Qin Guangrong, Narsinh Kamileh, Wei Qi, Roach Jared C, Joshi Arpita, Goetz Skye L, Moxon Sierra T, Brush Matthew H, Xu Colleen, Yao Yao, Glen Amy K, Morris Evan D, Ralevski Alexandra, Roper Ryan, Belhu Basazin, Zhang Yue, Shmulevich Ilya, Hadlock Jennifer, Glusman Gwênlyn
Institute for Systems Biology, 401 Terry Ave N, Seattle, WA 98109, USA.
The Scripps Research Institute, 10550 N Torrey Pines Rd, La Jolla, CA 92037, USA.
bioRxiv. 2024 Nov 15:2024.11.14.623648. doi: 10.1101/2024.11.14.623648.

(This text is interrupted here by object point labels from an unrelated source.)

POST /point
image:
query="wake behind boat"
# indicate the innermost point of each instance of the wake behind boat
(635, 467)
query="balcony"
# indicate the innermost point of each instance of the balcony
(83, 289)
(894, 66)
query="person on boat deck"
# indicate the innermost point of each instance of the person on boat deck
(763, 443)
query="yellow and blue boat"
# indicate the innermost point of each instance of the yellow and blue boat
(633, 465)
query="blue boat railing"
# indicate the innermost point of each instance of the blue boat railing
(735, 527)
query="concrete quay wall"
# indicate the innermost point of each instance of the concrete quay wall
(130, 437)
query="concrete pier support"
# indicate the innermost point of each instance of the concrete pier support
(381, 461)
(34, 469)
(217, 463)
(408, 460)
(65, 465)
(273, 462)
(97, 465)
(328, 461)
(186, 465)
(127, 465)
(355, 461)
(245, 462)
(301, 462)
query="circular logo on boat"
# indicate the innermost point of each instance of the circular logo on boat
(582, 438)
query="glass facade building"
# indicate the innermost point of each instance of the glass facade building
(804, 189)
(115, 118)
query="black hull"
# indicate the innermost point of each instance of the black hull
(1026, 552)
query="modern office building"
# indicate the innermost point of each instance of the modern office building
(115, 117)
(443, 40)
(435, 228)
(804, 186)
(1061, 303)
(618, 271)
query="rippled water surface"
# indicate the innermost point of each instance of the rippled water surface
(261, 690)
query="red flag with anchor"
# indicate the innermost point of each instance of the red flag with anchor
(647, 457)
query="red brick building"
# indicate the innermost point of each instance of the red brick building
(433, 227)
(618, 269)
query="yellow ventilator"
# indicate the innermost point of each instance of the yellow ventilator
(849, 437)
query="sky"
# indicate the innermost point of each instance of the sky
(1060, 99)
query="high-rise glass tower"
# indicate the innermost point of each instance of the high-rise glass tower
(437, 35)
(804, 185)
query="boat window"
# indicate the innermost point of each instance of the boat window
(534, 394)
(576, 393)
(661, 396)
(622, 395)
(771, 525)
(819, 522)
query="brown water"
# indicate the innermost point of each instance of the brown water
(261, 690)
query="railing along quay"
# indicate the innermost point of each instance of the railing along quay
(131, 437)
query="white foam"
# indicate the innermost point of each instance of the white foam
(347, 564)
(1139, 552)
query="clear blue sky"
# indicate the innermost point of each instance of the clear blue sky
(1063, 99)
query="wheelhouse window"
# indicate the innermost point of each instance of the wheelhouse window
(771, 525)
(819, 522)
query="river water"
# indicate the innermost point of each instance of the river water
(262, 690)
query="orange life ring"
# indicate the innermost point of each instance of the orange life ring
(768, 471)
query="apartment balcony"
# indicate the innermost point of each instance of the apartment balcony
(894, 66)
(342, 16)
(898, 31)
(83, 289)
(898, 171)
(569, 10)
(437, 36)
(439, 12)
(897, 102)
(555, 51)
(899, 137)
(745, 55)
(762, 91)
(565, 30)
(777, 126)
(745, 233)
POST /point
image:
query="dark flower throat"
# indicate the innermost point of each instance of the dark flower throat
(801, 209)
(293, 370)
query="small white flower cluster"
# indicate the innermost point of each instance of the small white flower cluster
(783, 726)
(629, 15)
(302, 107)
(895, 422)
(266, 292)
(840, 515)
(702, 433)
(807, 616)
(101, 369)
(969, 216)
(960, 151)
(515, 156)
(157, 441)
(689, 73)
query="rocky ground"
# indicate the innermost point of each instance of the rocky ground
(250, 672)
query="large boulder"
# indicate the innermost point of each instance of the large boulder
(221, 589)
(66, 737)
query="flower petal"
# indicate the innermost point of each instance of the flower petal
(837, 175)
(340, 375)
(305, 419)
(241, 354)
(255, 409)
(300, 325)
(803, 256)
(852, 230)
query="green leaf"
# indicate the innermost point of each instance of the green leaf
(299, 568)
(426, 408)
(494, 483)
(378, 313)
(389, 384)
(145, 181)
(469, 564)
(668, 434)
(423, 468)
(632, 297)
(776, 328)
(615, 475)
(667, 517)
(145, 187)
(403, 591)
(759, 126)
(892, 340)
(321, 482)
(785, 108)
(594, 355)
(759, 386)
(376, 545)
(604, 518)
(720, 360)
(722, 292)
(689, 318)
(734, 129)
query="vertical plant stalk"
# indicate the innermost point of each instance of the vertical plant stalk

As large clinical and multiomics datasets and knowledge resources accumulate, they need to be transformed into computable and actionable information to support automated reasoning. These datasets range from laboratory experiment results to electronic health records (EHRs). Barriers to accessibility and sharing of such datasets include diversity of content, size and privacy. Effective transformation of data into information requires harmonization of stakeholder goals, implementation, enforcement of standards regarding quality and completeness, and availability of resources for maintenance and updates. Systems such as the Biomedical Data Translator leverage knowledge graphs (KGs), structured and machine learning readable knowledge representation, to encode knowledge extracted through inference. We focus here on the transformation of data from multiomics datasets and EHRs into compact knowledge, represented in a KG data structure. We demonstrate this data transformation in the context of the Translator ecosystem, including clinical trials, drug approvals, cancer, wellness, and EHR data. These transformations preserve individual privacy. We provide access to the five resulting KGs through the Translator framework. We show examples of biomedical research questions supported by our KGs, and discuss issues arising from extracting biomedical knowledge from multiomics data.
随着大型临床和多组学数据集以及知识资源的积累,需要将它们转化为可计算且可操作的信息,以支持自动化推理。这些数据集涵盖从实验室实验结果到电子健康记录(EHR)的范围。此类数据集在可访问性和共享方面的障碍包括内容的多样性、规模和隐私性。要有效地将数据转化为信息,需要协调利益相关者的目标、实施并执行有关质量和完整性的标准,以及提供用于维护和更新的资源。生物医学数据翻译器等系统利用知识图谱(KG),即结构化且机器可读的知识表示,来编码通过推理提取的知识。我们在此重点关注将来自多组学数据集和EHR的数据转化为以KG数据结构表示的紧凑知识。我们在翻译器生态系统的背景下展示这种数据转化,包括临床试验、药物批准、癌症、健康和EHR数据。这些转化保护个人隐私。我们通过翻译器框架提供对生成的五个KG的访问。我们展示了由我们的KG支持的生物医学研究问题的示例,并讨论了从多组学数据中提取生物医学知识时出现的问题。